Ancienne employée d’une sénatrice du Manitoba et membre de la Fédération métisse du Manitoba, Breanne Lavallee-Heckert dit qu’elle s’est sentie obligée de quitter son poste en raison des retombées d’une plainte qu’elle avait déposée, au sujet d’une collègue qui, selon elle, revendiquait à tort une identité autochtone.

Breanne Lavallee-Heckert dit qu’elle a envoyé en avril une lettre à la sénatrice Marilou McPhedran. Dans cette lettre, elle aurait expliqué les raisons pour lesquelles les affirmations de sa collègue sur son identité métisse étaient problématiques à ses yeux. Elle a demandé que des mesures soient prises afin que cette dernière cesse de s’approprier une identité qui n’est pas la sienne, dit-elle.

Être exposée à quelqu’un qui me vole mon identité et ma culture est l’une des choses les plus humiliantes et les plus rabaissantes que je me sois infligées, a-t-elle écrit à la sénatrice. Elle précise qu’elle ne demandait pas le congédiement de sa collègue, mais des changements qu’elle jugeait importants.
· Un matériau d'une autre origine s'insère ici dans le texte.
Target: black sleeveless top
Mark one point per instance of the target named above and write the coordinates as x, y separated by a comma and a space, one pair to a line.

Selon Mme Lavallee-Heckert, la réponse qu’elle a reçue, c’est que le problème venait d’elle et qu’elle avait des problèmes psychologiques.

Breanne Lavallee-Heckert a commencé à travailler à temps partiel pour la sénatrice Marilou McPhedran il y a deux ans. Elle était alors étudiante en droit à l’Université McGill. Elle travaillait à Montréal, et ses autres collègues étaient à Ottawa.

Elle soutient que les affirmations de sa collègue lui posaient des problèmes, mais que son sentiment de malaise s’est aggravé quand, en raison de la pandémie, tous les employés ont été contraints à faire du télétravail. Ce changement, dit-elle, l’a exposée tous les jours aux affirmations de sa collègue pendant les rencontres sur Zoom.

Groupe controversé

Breanne Lavallee-Heckert note que la ligne rouge a été franchie lorsqu’elle a appris que cette collègue était membre d’une organisation controversée au Québec, la Communauté métisse du Domaine-du-Roy et de la Seigneurie de Mingan (CMDRSM). En tant que Métisse, je sais qu’il n’y a pas de Métis du Québec, dit Mme Lavallee-Heckert.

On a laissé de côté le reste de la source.